Kostenbremse für Gruner+Jahr

Weil der Gewinn auf 200 Millionen schrumpft, sollen jeweils bis zu 200 Stellen sowohl in Vermarktung als auch Redaktion abgebaut werden.

Der Hamburger Zeitschriftenverlag Gruner + Jahr zieht die Zügel straff. Wie das Branchenblatt w&v mitteilt, plant der neue Vorstand Bernd Buchholz in der Vermarktung zwischen 100 bis 200 Stellen abzubauen.

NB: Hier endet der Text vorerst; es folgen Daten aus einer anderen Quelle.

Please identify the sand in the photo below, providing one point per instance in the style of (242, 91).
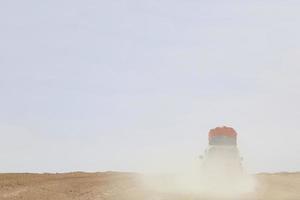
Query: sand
(124, 186)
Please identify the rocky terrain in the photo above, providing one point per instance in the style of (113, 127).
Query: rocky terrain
(124, 186)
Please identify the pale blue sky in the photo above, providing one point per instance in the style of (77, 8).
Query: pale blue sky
(113, 85)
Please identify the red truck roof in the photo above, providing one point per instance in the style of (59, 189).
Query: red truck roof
(222, 131)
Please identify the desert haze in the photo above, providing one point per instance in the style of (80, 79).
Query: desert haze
(127, 186)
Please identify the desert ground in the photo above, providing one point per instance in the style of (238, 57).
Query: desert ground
(125, 186)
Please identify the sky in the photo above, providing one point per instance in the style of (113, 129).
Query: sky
(136, 85)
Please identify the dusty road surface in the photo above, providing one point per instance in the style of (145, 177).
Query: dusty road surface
(124, 186)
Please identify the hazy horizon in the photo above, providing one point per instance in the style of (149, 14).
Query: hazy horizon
(136, 85)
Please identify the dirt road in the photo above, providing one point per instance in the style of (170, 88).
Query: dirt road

In ähnlicher Größenordnung droht dies ebenso den Redaktionen - dazu gehören auch die Flaggschiffe des Verlags wie "Stern", "Geo" und "Brigitte". In einer internen Mail hatte die Geschäftsführung verkündet, man sei "in der Pflicht, Strukturen, Prozesse und Kosten sorgfältig zu prüfen".

Offenbar erwartet der Verlag für das laufende Jahr einen Umsatzschwund von acht bis zehn Prozent. Der Gewinn (operating Profit) soll auf 200 Millionen Euro schrumpfen, 2008 lag er noch bei 225 Millionen.